We will be back with the usual crap next week.  A resident in the northern New York park who we have been trying to get rid of for two years, who took a baseball bat to his wife last month, is angry because he has been served with a warrant.  We are ordering three new homes from Clayton and will pour pads to put them on.  The septic aerators seem to help keep the tanks clear.  I have finally learned how to spell ‘aerator’.  Watch this space.


[1] I am not sure why the producers did not hire a nebbish to play Charles.  Either they thought that viewers would prefer to spend 20+ hours looking at someone who looks like Dominic West to looking at the real thing, or no actor nebbishy enough to play Charles convincingly made it out the door to the audition.

[2] If you want to educate yourself about options generally, I suggest Tastylive.  People who want to step into the ring themselves should check out tastytrade.com , an excellent brokerage for active options traders run by the people who operate Tastylive

[3] Far in- and out-of-the-money options have very little option value.  At the periphery, options become lottery tickets.

[4] The legislative history to Internal Revenue code 1256 indicates that, when the provision was debated in committee in 1981, Tip O’Neill said that he had previously thought that a butterfly spread was a sexual practice engaged in by members of the court in the Ming Dynasty.  That would not have gone over, post C-SPAN.

[5] Although calendars and butterflies are similar, they are not identical.  The ‘tent’ at pay-off in a calendar is curved rather than straight because, at pay-off, the long-dated option will still be outstanding.  Because that option will have some time left to maturity, it will have some option value remaining, and changes in option value, unlike those in intrinsic value, are not linear.  Second, calendar spreads have positive vega.  This means that, unlike butterflies, they tend to gain value when implied volatility increases, because the gain in value in the long position more than offsets the loss of value in the short position when implied volatility climbs.

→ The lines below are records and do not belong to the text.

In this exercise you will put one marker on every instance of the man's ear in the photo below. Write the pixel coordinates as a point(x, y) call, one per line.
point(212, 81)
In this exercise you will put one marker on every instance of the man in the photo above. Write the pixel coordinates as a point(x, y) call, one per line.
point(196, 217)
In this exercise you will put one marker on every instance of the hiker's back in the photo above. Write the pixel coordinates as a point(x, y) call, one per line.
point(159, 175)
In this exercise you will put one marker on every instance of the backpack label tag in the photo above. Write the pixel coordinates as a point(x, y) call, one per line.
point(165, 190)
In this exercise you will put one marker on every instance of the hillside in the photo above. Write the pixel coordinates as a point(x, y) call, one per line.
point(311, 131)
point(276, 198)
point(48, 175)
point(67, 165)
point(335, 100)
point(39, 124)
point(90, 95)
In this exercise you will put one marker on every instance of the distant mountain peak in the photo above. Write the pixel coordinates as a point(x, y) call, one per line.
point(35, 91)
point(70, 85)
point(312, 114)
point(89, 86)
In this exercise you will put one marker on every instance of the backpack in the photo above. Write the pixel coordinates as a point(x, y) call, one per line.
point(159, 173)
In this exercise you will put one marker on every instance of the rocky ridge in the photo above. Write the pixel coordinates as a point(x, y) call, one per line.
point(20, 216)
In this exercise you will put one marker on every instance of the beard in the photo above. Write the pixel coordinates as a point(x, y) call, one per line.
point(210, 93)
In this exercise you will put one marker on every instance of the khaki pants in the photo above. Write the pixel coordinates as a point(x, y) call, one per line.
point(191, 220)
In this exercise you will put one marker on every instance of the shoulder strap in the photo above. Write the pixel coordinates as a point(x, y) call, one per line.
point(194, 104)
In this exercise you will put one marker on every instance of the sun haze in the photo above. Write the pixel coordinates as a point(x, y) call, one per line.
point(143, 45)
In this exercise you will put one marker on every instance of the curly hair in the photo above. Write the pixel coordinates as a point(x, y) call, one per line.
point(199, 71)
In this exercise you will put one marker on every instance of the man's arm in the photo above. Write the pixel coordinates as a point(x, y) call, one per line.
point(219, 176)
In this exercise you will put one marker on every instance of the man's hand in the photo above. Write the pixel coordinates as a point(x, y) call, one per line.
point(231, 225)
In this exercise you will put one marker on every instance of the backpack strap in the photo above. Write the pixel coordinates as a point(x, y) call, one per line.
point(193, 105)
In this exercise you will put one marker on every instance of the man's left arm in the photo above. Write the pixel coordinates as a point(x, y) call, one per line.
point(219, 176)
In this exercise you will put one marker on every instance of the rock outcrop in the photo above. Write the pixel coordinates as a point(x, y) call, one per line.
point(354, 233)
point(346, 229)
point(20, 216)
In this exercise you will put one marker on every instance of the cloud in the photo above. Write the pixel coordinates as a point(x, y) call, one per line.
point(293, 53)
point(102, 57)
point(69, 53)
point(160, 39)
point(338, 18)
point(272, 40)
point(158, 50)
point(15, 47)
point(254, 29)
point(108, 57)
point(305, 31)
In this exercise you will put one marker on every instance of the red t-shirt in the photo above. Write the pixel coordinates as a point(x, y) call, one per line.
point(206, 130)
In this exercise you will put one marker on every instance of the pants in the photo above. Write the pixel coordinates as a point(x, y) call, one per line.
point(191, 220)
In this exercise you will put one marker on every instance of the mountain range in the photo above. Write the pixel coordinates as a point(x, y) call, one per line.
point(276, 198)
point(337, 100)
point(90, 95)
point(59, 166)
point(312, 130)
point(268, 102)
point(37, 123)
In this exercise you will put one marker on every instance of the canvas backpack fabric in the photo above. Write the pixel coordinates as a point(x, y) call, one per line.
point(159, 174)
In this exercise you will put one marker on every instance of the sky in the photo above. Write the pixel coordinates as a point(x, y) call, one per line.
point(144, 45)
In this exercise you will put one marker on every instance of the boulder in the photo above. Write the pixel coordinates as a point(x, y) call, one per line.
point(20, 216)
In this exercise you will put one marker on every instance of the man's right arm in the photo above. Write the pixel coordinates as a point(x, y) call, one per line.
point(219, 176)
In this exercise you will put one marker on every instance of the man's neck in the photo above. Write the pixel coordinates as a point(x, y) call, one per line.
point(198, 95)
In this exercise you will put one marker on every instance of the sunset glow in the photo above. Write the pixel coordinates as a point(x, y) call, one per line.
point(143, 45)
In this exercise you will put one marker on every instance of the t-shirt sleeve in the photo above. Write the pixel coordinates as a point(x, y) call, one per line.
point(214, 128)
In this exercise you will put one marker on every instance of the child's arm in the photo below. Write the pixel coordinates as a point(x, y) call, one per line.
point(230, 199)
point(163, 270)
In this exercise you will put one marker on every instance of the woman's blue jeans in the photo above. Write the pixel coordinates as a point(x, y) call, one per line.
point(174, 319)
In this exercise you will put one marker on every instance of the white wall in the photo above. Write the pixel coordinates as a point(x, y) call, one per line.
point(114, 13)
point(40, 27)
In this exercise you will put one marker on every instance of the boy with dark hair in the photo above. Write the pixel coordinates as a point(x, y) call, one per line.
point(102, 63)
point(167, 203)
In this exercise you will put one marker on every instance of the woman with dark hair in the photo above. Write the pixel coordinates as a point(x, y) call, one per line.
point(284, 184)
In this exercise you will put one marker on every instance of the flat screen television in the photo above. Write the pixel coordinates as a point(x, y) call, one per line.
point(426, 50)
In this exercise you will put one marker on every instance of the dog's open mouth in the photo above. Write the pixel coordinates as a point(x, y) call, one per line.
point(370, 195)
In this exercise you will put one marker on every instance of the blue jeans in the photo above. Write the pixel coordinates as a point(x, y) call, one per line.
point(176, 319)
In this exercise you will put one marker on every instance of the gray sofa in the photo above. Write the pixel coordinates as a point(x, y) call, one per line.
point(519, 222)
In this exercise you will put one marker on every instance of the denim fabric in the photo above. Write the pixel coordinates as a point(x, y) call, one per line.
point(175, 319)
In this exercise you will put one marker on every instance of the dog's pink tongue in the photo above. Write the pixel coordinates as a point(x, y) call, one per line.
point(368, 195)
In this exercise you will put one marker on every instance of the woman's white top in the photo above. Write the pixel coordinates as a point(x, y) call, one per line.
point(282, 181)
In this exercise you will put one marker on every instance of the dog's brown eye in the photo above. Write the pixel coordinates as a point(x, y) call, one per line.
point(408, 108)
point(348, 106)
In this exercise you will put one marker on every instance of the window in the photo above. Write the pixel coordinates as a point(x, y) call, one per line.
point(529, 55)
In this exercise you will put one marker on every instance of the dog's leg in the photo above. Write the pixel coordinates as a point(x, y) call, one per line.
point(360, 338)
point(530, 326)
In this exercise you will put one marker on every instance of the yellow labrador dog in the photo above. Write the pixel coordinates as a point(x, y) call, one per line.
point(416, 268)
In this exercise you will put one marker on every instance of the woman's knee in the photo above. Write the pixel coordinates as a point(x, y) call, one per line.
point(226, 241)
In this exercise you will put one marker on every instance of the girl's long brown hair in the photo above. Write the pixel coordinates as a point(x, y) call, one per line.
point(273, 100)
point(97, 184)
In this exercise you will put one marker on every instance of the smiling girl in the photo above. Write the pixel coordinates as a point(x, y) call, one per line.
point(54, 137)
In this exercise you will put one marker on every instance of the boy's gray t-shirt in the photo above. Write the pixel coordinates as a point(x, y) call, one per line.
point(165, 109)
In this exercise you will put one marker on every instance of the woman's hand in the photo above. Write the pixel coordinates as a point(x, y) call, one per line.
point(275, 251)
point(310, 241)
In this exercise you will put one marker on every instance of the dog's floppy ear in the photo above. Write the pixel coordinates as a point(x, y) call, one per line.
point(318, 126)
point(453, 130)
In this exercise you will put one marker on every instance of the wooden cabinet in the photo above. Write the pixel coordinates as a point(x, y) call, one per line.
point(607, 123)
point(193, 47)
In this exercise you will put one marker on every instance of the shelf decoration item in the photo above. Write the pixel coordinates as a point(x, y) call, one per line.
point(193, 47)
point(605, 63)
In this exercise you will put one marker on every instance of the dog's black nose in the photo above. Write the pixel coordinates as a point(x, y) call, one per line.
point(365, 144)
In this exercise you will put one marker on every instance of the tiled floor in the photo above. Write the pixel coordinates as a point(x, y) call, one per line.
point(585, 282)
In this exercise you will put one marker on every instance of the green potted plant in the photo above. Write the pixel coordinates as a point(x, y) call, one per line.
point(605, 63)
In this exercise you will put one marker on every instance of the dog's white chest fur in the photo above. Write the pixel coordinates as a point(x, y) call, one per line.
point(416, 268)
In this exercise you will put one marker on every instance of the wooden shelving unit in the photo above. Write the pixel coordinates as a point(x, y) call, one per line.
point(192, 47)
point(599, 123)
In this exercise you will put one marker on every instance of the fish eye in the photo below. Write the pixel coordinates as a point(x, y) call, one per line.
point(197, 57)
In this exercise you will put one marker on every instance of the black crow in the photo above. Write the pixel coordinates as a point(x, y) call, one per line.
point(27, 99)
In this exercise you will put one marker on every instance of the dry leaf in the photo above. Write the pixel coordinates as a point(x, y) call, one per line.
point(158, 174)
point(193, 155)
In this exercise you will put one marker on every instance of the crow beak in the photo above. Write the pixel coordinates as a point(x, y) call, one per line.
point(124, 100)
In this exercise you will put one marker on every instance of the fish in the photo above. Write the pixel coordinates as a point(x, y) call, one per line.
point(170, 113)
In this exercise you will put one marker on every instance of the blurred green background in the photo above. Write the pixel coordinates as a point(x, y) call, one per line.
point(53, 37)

[6] It is possible to enter into a reverse calendar spread, in which the short-dated option is purchased and the long-dated option is sold.  This can be profitable with far out-of-the-money options.  In these cases, the near-dated option is almost worthless, but the far-dated option still has some time value left.  The play is to buy the near-dated option for a nominal sum and to benefit from time-decay of the further-dated option.